Whereas US movies are always serious, dramatic, and even tragic at times (from Saving Private Ryan to Schindler's List), French films about WWII are just the opposite. The best known French film about this period of history is La Grande Vadrouille (http://en.wikipedia.org/wiki/La_Grande_Vadrouille) (1966), a comedy sprinkled with adventure. In fact I can only think about comedy-adventure films in France :

- Les Bidasses en folie (1971)
- Les Bidasses s'en vont en guerre (1974)
- Les Bidasses en cavale (1976)
- Les Bidasses au pensionnat (1978)
- Les Bidasses en vadrouille (1979)
- Les Bidasses aux grandes manoeuvres (1981)
- Le Retour des bidasses en folie (1983)
- Papy fait de la resistance (http://www.imdb.com/title/tt0086079/) (1983)

British WWII films (see list (http://www.amazon.co.uk/Top-British-World-War-pictures/lm/2L7S1C6IOOKSN)) are more like American ones, fairly serious and concentrating on the military aspects of the war rather than how people lived under the Nazi regime. There are also a few satiristic ones (starting with The Great Dictator (http://en.wikipedia.org/wiki/The_Great_Dictator) by Charlie Chaplin).

The Italian's love for tragi-comedies is best epitomised in La Vita è bella (http://en.wikipedia.org/wiki/Life_Is_Beautiful), somewhere in between Schindler's List and French comedies.

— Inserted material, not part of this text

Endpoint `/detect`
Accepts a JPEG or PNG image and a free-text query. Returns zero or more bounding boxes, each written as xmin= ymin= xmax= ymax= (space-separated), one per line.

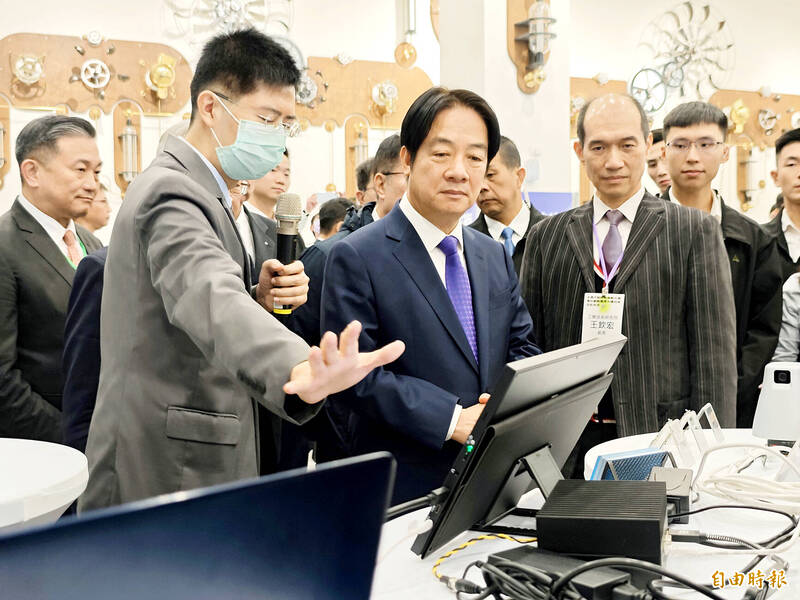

The question is, why can French people laugh at the experience of WWII while most other countries seem unable to ? There is never a single dead person in French movies about WWII. It's more like a series of hide-and-seek games with German soldiers. If you are taken, you escape anyway. It feels like the French remember the war as a period of excitement, fun, stress and adventure rather than a sad or tragic period of history. Indeed WWII was pretty light-hearted in France compared to the apocalyptic WWI. French films about the First World War are much darker indeed.

I have never seen (or heard of) major German films about WWII. I think that the feeling of shame and/or culpability was so strong after the war that few movies were made on the subject, and if there are any, they are most likely not comedies.


According to me, the French prefer to leave the serious analysis of WWII to schools, specialised magazines and documentaries. And France does not lack of history magazines and TV channels ! In the USA, movies could be seen by a certain audience as "instructive". I do not see this as a positive thing as it can be dangerous to have a few producers decide of what the population should know about history, especially in a country known for its limited emphasis on history at school.

Mycernius
13-08-07, 12:28
I have never seen (or heard of) major German films about WWII. I think that the feeling of shame and/or culpability was so strong after the war that few movies were made on the subject, and if there are any, they are most likely not comedies.
You've not heard of Downfall then? Excellent film, and not a comedy.
There are at least two British sitcoms on WW2, 'Allo, 'Allo and Dad's Army. Norman Wisdom made a couple of film comedies about WW2 as well.

Elizabeth van Kampen
13-08-07, 18:14
Alo Alo, is a great film, I've seen it twice on TV. Good sense of humor.

I've been in a Japanese camp, in a real prison, but I didn't lose my sense of humor. Tears have been rolling over my cheeks from laughter now and then.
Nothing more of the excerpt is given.